Press world apart

I used to roll my eyes whenever I boarded Air India One and had to fly with the Indian prime minister to some corner of the world. The 747 is about 15 years old and feels it. Whenever I’ve attended a Group of 20 summit or some similar global powwow Air India has always stood out – for its shabbiness. The white paint has yellowed with age and perhaps high altitude ultraviolet rays. The coat of paint is patchy in parts. East Asian countries are among the shiniest and sharpest.

And the airplane’s insides are nothing to be proud of either. The press is lucky to get business class seats — but they don’t bend backwards. The video monitors are from a previous tech age and the movie choice limited. Not that you have too much time for such things. However you get more food than you know what to do with. But the seats begin to tell when you fly really long and hard — I did 22000 kms in Air India One in June last year and my back still aches at the thought.

But I am reassured after reading The Secretary, a journalist’s account of travelling with Hillary Clinton when she half-ran United States foreign policy. Her aircraft, Special Air Mission or SAM, is 20 years old and actually breaks down at times. And the journalists who fly with her get a mix of economy and business class seats — but mostly the former.

On the other hand, SAM being the carrier of a superpower’s representative had a lot more news packed in its itinerary. For one thing, Clinton almost always had to keep changing her flight plans, adding countries and new leaders at the last minute because of some crisis that needed Washington’s intervention. Because they only carried food that had been loaded and cleared from home base in the US, this sometimes meant they began running out of food. I can’t imagine that in Air India One. One waddles off after the plane lands.

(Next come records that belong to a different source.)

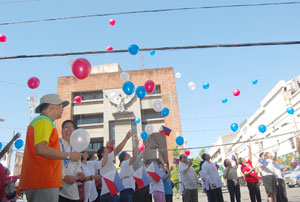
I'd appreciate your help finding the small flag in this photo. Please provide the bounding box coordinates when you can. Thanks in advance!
[231,154,238,165]
[258,158,268,168]
[103,170,124,196]
[146,162,164,182]
[159,126,172,136]
[133,167,150,189]
[173,158,180,165]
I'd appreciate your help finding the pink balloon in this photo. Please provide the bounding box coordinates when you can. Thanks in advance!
[27,77,40,89]
[184,149,191,156]
[106,46,114,51]
[138,144,145,151]
[0,34,6,43]
[109,19,116,26]
[144,80,155,93]
[74,96,82,103]
[233,89,241,96]
[72,58,91,79]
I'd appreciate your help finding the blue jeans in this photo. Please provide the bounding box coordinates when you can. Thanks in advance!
[100,193,120,202]
[120,189,133,202]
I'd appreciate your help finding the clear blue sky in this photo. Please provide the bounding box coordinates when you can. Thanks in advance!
[0,0,300,158]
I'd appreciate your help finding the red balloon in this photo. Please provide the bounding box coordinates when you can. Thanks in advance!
[27,77,40,89]
[74,96,82,103]
[184,149,191,156]
[109,19,116,26]
[0,34,6,43]
[138,144,145,151]
[144,80,155,93]
[106,46,114,51]
[233,89,241,96]
[72,58,91,79]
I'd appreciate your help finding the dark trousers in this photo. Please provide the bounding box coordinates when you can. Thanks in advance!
[134,186,152,202]
[58,195,78,202]
[166,194,173,202]
[100,193,120,202]
[120,189,133,202]
[276,178,288,202]
[208,187,224,202]
[227,180,241,202]
[247,182,261,202]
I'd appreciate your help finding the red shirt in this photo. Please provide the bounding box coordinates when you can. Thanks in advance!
[241,160,258,183]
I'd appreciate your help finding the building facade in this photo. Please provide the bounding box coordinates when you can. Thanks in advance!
[56,63,181,163]
[227,76,300,166]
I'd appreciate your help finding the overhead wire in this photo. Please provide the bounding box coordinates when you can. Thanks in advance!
[0,41,300,60]
[0,1,300,26]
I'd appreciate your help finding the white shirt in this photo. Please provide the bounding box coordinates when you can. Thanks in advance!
[273,162,283,179]
[59,138,82,200]
[100,152,117,196]
[120,159,135,191]
[178,162,198,189]
[81,162,98,202]
[202,161,223,189]
[200,170,208,190]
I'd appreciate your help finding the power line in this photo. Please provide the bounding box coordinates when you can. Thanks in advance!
[0,1,300,25]
[0,41,300,60]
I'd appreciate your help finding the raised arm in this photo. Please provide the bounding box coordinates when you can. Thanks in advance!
[114,130,132,156]
[0,133,21,159]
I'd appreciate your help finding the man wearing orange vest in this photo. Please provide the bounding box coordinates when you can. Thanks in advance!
[19,94,81,202]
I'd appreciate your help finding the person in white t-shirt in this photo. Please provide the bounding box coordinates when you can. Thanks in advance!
[119,137,140,202]
[98,130,132,202]
[201,153,224,202]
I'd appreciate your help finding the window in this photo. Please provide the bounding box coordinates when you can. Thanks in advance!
[74,114,103,125]
[142,109,163,120]
[289,138,296,149]
[147,85,161,95]
[88,137,103,150]
[74,90,103,101]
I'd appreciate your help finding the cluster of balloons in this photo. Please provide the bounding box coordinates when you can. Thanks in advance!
[74,96,82,103]
[72,58,92,79]
[0,34,6,43]
[14,139,24,149]
[70,128,90,152]
[27,77,40,89]
[176,136,184,146]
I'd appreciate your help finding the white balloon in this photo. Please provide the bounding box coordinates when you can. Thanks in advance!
[188,81,196,90]
[152,100,163,112]
[120,72,130,81]
[175,72,181,79]
[145,124,153,135]
[70,128,90,152]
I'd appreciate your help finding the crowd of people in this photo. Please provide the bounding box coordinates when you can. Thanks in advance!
[0,94,298,202]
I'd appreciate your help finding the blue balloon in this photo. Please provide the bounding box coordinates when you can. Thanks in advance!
[258,124,267,133]
[122,81,135,95]
[286,107,295,114]
[141,131,148,140]
[176,136,184,146]
[160,108,170,117]
[202,82,209,89]
[15,139,24,149]
[135,118,141,123]
[135,86,146,99]
[128,44,140,55]
[222,98,228,104]
[230,123,239,132]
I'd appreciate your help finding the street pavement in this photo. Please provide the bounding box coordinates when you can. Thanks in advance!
[173,185,300,202]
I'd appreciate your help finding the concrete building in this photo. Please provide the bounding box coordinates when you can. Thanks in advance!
[227,76,300,166]
[56,63,181,163]
[208,133,237,166]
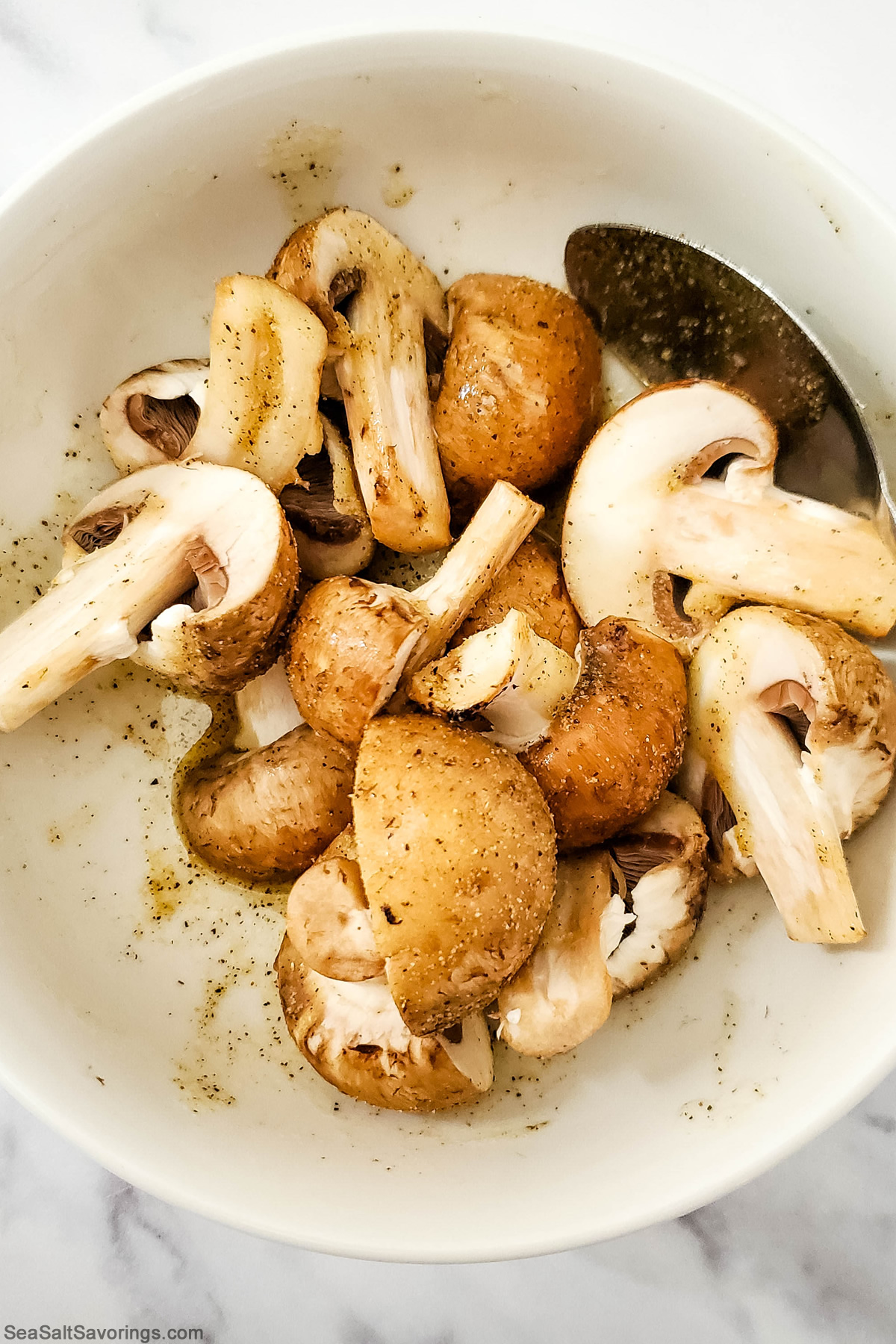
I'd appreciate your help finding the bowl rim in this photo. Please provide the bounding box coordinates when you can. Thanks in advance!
[0,16,896,1263]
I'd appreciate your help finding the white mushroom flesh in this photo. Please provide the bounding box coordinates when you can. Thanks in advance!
[563,382,896,655]
[410,610,579,751]
[99,359,208,473]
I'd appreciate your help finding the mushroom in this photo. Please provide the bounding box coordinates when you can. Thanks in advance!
[435,276,600,505]
[600,793,708,998]
[520,617,688,850]
[190,276,326,494]
[563,382,896,656]
[286,481,541,743]
[679,606,896,942]
[234,659,305,751]
[286,827,385,981]
[176,724,353,882]
[0,464,297,731]
[498,850,612,1059]
[279,415,376,581]
[352,715,555,1035]
[408,610,579,751]
[451,535,582,653]
[99,359,208,474]
[274,937,494,1112]
[270,208,450,554]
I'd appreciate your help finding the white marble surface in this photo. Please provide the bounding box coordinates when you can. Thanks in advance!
[0,0,896,1344]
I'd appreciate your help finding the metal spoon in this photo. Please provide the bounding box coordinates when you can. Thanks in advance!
[565,225,896,519]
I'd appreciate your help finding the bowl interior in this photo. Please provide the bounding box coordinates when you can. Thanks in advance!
[0,34,896,1260]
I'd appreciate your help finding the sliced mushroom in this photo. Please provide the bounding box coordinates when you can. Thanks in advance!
[0,464,297,731]
[435,276,600,505]
[352,715,555,1035]
[270,210,450,554]
[234,659,305,751]
[99,359,208,473]
[286,827,385,981]
[563,382,896,656]
[452,536,582,653]
[286,482,541,743]
[408,610,579,751]
[279,415,376,582]
[498,850,612,1058]
[520,617,688,850]
[274,938,494,1112]
[190,276,326,494]
[176,724,355,882]
[679,608,896,942]
[600,793,708,998]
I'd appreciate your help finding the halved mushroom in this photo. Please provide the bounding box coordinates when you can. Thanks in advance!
[274,937,494,1112]
[286,827,385,981]
[176,724,355,882]
[408,610,579,751]
[600,793,708,998]
[520,617,688,850]
[234,659,305,751]
[498,850,612,1059]
[286,481,541,743]
[451,536,582,653]
[435,276,600,505]
[270,210,450,554]
[190,276,326,494]
[352,715,555,1035]
[279,415,376,581]
[0,464,297,731]
[679,608,896,942]
[563,382,896,656]
[99,359,208,474]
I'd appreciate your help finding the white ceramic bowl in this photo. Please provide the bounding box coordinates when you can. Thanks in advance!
[0,23,896,1260]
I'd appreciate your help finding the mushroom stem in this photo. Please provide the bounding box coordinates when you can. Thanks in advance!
[666,480,896,637]
[410,610,579,751]
[0,503,195,732]
[405,481,544,680]
[731,706,865,944]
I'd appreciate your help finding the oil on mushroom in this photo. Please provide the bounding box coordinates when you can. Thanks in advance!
[679,606,896,944]
[563,382,896,656]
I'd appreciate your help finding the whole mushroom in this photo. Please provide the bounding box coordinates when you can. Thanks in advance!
[435,276,600,505]
[679,606,896,944]
[352,715,555,1035]
[563,382,896,656]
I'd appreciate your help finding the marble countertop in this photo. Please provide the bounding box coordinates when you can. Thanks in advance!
[0,0,896,1344]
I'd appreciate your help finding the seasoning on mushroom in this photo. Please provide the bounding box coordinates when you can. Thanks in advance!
[0,464,297,731]
[448,535,582,653]
[286,481,541,743]
[408,610,579,751]
[99,359,208,473]
[274,937,494,1112]
[679,606,896,944]
[520,617,688,850]
[270,210,450,554]
[352,715,555,1035]
[279,415,376,581]
[563,382,896,656]
[435,276,600,505]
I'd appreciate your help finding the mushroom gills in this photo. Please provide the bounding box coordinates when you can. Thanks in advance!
[408,610,579,751]
[99,359,208,473]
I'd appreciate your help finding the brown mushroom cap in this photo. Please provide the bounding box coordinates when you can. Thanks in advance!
[352,715,555,1035]
[177,724,353,882]
[520,617,688,850]
[435,276,600,504]
[274,937,493,1112]
[450,536,582,653]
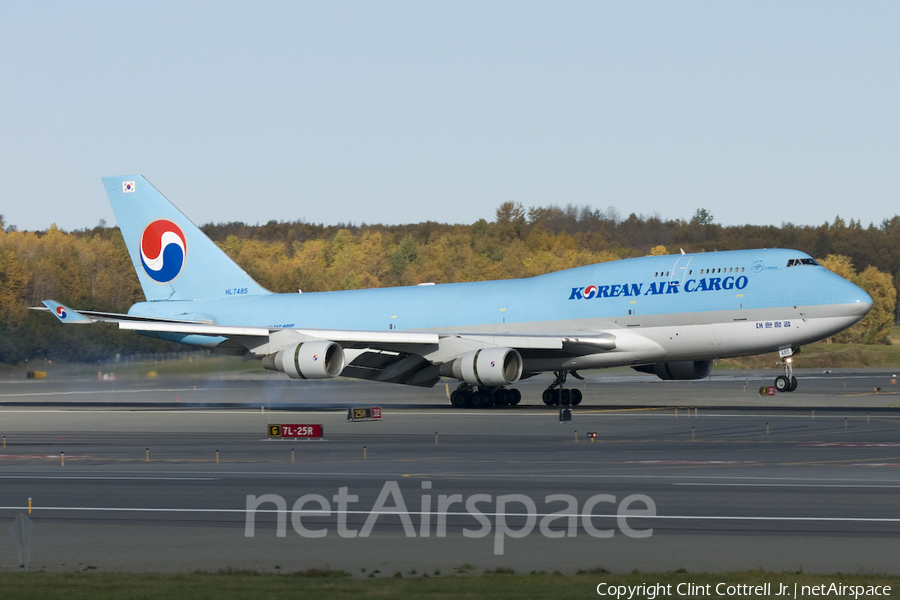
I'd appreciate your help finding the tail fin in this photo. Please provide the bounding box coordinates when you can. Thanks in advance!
[103,175,269,301]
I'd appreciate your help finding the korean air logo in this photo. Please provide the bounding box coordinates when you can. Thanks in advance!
[141,219,187,283]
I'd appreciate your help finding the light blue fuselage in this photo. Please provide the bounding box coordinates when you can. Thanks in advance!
[129,249,871,366]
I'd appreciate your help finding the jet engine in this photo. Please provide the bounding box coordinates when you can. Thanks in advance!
[263,340,344,379]
[632,360,712,380]
[441,348,522,387]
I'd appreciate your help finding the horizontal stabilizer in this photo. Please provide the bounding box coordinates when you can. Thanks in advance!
[35,300,94,323]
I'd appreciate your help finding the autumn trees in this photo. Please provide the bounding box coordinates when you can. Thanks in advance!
[0,206,900,363]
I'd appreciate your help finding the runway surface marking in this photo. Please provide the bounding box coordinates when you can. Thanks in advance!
[7,463,900,487]
[670,482,900,489]
[0,475,221,481]
[0,506,900,523]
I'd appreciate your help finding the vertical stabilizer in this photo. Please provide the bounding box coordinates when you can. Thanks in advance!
[103,175,269,302]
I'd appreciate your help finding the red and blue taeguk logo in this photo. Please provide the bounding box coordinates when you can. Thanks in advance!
[141,219,187,283]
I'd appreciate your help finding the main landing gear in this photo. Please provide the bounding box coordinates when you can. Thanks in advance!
[775,355,797,392]
[450,382,522,408]
[541,371,582,406]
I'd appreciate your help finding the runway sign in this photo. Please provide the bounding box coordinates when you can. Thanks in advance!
[269,425,325,438]
[347,406,381,421]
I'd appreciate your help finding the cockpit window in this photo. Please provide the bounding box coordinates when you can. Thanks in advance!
[788,258,819,267]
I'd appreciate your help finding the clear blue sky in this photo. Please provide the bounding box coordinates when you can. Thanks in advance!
[0,1,900,229]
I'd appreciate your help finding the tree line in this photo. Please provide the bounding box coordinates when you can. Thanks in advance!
[0,202,900,364]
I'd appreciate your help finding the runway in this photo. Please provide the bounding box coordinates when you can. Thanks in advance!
[0,373,900,575]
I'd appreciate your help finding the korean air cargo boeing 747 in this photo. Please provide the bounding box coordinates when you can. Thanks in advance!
[44,175,872,407]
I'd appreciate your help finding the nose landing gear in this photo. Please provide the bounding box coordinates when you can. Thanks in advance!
[775,349,797,392]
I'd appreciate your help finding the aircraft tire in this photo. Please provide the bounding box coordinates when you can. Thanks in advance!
[472,391,494,408]
[450,390,469,408]
[775,375,791,392]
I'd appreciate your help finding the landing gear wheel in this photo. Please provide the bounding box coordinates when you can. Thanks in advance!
[775,375,791,392]
[572,390,583,406]
[450,390,471,408]
[541,390,558,406]
[472,390,494,408]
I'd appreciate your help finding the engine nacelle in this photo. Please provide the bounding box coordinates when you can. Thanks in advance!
[441,348,522,387]
[633,360,712,380]
[263,340,344,379]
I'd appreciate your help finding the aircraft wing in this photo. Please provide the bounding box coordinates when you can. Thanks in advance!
[35,300,616,387]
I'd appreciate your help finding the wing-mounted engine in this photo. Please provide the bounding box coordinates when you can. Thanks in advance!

SAM is old because the US Congress is unwilling to allot money for a new one. India has a similar sensibility that its leadership should serve in a manner that leaves as light a touch on the taxpayer as possible. The idea that the plane of a minister should represent the wealth and power of the state isn’t overriding among democracies. Rather they should represent the strength of popular sovereignty over the government. So I suppose I should be pleased — and I am. And I tolerate the backaches and so on that follow. But I do think India can still afford one coat of paint on its prime minister’s flight. And a younger plane may save on fuel in the long run.